The odd thing is that this is inside a script, and logout should only work from the shell. Maybe because the file is interpreted by bash on startup it's different, but I don't know. It works for me though.

Again, you can test this. Stuff like this is best tested with a second terminal, so that if you get stuck in something weird (like a screen-in-screen loop) you can always edit the file again in the original terminal.

Five

We now have most that I wanted to tell you, but there are a couple small things that may come in handy too. For example my basic .bashrc or .bash_profile file consists of:
alias '..'='cd ..'
alias '...'='cd ../..'
alias '....'='cd ../../..'
alias '.....'='cd ../../../..'
alias sl=ls
alias l=ls
alias ls='ls -CF --color'
export GREP_OPTIONS="--color=auto"


Well, that last one is not something I usually have to include, but it needed to because this particular ssh server doesn't seem to like grep colors by default. Most terminals will use colors in grep without that line.

I don't know why the dots (..=cd ..) are not something default or widely used! It's a great thing to have really. Deep in code bases I often have to jump back lots of levels, and 'go four directories up' is no unnecessary luxury in my opinion.

And of course the common ls typos. Also make sure ls is colored, and display folders with a trailing slash. I used to use 'cd <tab>' for this to see which ls results were files and which were folders, but this makes it easier.

Six

Usually in terminals you can use shift+pgup/pgdn to scroll, but not in screen. In screen you need to type ctrl+a and then press the [ key to enter copy mode, which allows scrollback. I use escape to cancel it, but there seem to be more ways. To actually copy something, I usually select it and then hit the middle mouse button (press down the scroll wheel) to paste.

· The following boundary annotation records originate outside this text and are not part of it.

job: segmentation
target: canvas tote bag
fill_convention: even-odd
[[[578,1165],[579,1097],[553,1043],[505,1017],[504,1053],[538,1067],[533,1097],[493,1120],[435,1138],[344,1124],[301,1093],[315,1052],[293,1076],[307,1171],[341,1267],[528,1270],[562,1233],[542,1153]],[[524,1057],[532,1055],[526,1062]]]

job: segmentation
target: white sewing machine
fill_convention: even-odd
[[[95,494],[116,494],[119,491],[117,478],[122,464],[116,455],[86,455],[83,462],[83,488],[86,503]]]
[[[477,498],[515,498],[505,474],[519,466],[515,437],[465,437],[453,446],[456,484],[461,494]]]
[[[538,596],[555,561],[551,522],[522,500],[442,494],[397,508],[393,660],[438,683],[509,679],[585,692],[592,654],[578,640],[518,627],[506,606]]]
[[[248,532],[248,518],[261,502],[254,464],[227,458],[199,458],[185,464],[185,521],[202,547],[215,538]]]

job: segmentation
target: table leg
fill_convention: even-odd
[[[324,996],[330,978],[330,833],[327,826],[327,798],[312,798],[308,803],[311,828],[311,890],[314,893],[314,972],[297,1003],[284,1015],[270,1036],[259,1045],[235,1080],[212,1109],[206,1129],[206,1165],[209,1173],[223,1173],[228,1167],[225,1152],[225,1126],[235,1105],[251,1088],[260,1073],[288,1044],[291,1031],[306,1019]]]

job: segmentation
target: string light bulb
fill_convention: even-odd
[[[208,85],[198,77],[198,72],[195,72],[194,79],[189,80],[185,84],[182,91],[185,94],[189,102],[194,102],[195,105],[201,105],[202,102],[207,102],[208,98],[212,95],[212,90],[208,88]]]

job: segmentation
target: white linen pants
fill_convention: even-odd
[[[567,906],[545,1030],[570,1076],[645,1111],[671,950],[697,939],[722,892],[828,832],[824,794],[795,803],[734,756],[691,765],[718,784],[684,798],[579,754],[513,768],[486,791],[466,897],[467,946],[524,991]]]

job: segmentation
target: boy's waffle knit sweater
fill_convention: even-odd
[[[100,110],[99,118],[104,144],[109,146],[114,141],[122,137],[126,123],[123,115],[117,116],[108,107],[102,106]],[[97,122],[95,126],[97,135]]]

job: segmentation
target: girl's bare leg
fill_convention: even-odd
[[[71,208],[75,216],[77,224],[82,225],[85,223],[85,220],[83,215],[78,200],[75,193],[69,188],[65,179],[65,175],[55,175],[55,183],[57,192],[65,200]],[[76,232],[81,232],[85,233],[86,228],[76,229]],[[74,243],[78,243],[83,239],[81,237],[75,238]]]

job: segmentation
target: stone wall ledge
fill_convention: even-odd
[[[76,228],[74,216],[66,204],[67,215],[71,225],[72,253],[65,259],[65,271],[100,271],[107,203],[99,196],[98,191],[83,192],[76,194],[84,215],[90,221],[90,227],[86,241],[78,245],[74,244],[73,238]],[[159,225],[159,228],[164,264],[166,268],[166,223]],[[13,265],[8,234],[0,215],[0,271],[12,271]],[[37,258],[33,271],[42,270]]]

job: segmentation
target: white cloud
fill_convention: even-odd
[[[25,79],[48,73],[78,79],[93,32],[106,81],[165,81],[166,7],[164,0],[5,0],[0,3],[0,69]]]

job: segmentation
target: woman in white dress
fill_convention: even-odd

Another must-have from bash is ctrl+r, which is reverse incremental search. Press those keys and then type a command you previously used. Or some argument you previously used. For example ctrl+r "test" will match the last time you used "echo test".

And lastly it's nice to be able to work with bash's job handling. If you are editing a file in vim and just need to check a filename that you used a few commands ago, press ctrl+z (in normal mode, not insert mode) and you get back to a shell. To resume working in vim, use the "fg" command to put the suspended application in the foreground again.

Or if you are running a grep command and realize it'll take a while, use ctrl+z to suspend it and then bg (background) to make it run in the background. The output will be printed through what you are typing, but it's still better than waiting in my opinion.

To view running jobs, simply use jobs. You can suspend/background as many as you like and use bg #number or fg #number. Without number, it takes the last-used one I think.

The end

Hope this was useful! Of course everyone's working style differs and you may not like or use all of this, but at least some of it may be useful.

Update 2014-05-11 03:43 UTC+02: Edited the script so that it checks whether you're on a terminal at all (if -t 1). My previous script broke rsync.